During the morning of Wednesday May 14, we began receiving reports of intermittent issues from Clearly Cloud users in parts of the US with registrations and call completion. The engineering team immediately began investigating and closely monitored the performance of all related systems for the next several hours, identifying the cause of the problem.
A full analysis confirmed that call signaling messages were being jammed up during three timeframes, each approximately ~13 minutes, ~6 minutes, and ~5 minutes in duration. The cause of the problem was a replica (spare) database server unable to keep up with the synchronization from the primary systems, causing widespread delays and backups completing tasks like registration handling.
Once the cause was identified as a non-production server, our team began to take immediate action by disabling its role and disconnecting it from the production systems while evaluating what was behind its performance problem.

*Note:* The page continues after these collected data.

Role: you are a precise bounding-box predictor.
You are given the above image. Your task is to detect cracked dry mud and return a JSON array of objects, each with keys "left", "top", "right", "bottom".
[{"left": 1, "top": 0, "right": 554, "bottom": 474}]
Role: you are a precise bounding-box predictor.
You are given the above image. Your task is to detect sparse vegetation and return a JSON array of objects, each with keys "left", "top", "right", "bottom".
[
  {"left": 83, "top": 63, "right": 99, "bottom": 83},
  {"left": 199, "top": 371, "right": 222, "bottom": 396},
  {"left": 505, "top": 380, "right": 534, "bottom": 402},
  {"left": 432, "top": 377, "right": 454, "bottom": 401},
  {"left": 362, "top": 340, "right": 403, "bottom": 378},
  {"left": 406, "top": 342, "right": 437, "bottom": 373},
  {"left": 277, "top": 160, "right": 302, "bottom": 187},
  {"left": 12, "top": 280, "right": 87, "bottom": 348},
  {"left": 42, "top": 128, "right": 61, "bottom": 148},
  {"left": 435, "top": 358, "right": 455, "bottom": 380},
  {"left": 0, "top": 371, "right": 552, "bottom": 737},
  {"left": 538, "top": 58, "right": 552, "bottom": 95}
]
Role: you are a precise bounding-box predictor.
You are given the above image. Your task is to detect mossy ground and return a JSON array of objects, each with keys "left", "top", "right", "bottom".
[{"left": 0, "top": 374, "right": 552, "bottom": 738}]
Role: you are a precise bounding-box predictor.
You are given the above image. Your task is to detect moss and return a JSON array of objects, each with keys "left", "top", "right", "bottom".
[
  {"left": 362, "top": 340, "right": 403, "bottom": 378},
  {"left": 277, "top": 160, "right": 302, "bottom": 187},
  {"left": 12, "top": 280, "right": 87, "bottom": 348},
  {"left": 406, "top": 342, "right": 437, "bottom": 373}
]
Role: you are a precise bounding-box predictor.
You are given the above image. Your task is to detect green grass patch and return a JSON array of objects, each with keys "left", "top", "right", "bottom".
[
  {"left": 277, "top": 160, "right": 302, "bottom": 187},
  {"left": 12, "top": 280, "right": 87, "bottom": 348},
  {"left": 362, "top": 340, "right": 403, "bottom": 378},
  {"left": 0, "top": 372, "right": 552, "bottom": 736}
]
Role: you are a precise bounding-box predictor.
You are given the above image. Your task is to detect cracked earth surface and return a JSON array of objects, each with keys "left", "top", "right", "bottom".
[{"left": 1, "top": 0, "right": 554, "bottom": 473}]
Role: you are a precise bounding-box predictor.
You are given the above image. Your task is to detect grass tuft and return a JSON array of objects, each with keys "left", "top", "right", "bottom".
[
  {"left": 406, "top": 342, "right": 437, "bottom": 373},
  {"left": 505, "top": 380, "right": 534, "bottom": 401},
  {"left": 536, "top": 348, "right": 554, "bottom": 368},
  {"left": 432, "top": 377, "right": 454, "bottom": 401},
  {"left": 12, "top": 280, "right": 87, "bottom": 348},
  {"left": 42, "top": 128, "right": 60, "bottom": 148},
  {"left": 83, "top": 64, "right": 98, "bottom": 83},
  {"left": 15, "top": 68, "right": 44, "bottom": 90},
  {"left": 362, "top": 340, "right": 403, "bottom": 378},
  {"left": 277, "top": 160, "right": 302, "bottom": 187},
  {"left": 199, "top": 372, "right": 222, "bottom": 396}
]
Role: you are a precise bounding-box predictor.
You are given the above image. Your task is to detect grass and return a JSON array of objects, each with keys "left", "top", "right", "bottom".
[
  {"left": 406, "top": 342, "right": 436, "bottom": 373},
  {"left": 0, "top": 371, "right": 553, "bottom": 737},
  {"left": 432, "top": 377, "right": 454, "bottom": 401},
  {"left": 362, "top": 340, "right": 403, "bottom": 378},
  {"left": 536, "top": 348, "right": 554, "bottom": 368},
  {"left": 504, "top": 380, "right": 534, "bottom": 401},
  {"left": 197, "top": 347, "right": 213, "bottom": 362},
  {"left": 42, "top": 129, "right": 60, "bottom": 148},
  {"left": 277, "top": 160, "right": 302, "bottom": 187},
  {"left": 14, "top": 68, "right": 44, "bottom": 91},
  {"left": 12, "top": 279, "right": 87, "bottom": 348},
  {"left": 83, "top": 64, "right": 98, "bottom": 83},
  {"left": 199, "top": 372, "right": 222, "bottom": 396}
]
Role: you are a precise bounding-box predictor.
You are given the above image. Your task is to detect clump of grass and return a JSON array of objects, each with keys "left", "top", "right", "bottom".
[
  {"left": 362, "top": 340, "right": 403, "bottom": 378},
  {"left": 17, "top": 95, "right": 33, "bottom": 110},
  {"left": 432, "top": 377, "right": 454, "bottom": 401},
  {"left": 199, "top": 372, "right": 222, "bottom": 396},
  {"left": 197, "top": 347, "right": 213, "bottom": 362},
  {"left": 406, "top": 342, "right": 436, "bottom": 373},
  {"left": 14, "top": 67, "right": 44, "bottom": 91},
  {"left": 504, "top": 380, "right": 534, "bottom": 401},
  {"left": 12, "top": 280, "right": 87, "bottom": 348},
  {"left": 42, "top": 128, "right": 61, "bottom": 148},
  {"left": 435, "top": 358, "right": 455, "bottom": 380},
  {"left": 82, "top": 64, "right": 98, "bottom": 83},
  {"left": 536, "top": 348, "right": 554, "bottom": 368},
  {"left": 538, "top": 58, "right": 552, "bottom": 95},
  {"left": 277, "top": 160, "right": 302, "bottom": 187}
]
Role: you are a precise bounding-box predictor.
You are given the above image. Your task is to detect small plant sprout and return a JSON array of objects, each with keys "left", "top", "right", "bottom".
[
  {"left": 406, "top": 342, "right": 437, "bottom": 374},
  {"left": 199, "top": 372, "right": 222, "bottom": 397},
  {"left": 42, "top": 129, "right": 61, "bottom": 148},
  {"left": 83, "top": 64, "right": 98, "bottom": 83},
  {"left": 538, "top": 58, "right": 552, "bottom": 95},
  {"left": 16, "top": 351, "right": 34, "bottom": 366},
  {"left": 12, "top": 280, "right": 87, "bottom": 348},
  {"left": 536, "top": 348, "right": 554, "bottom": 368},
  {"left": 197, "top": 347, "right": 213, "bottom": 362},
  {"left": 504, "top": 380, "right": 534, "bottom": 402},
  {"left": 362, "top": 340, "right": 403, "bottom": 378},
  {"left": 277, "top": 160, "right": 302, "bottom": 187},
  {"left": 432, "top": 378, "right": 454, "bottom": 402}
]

This prevented additional issues beyond those experienced. Metrics and logs indicated a likely hardware issue. Thankfully, ClearlyIP's recent investments in improving its Central US datacenter operations meant our team could quickly move the replica database to this newer environment.
That migration was completed several hours after the issues began, situating the replica server in the new environment. It was then restored to service late afternoon. No similar Clearly Cloud issues were observed after the replica server was taken out of service, or since it was restored to service. Our teams will continue to proactively monitor the performance of these systems and study additional improvements which can minimize the impact of similar circumstances for the future.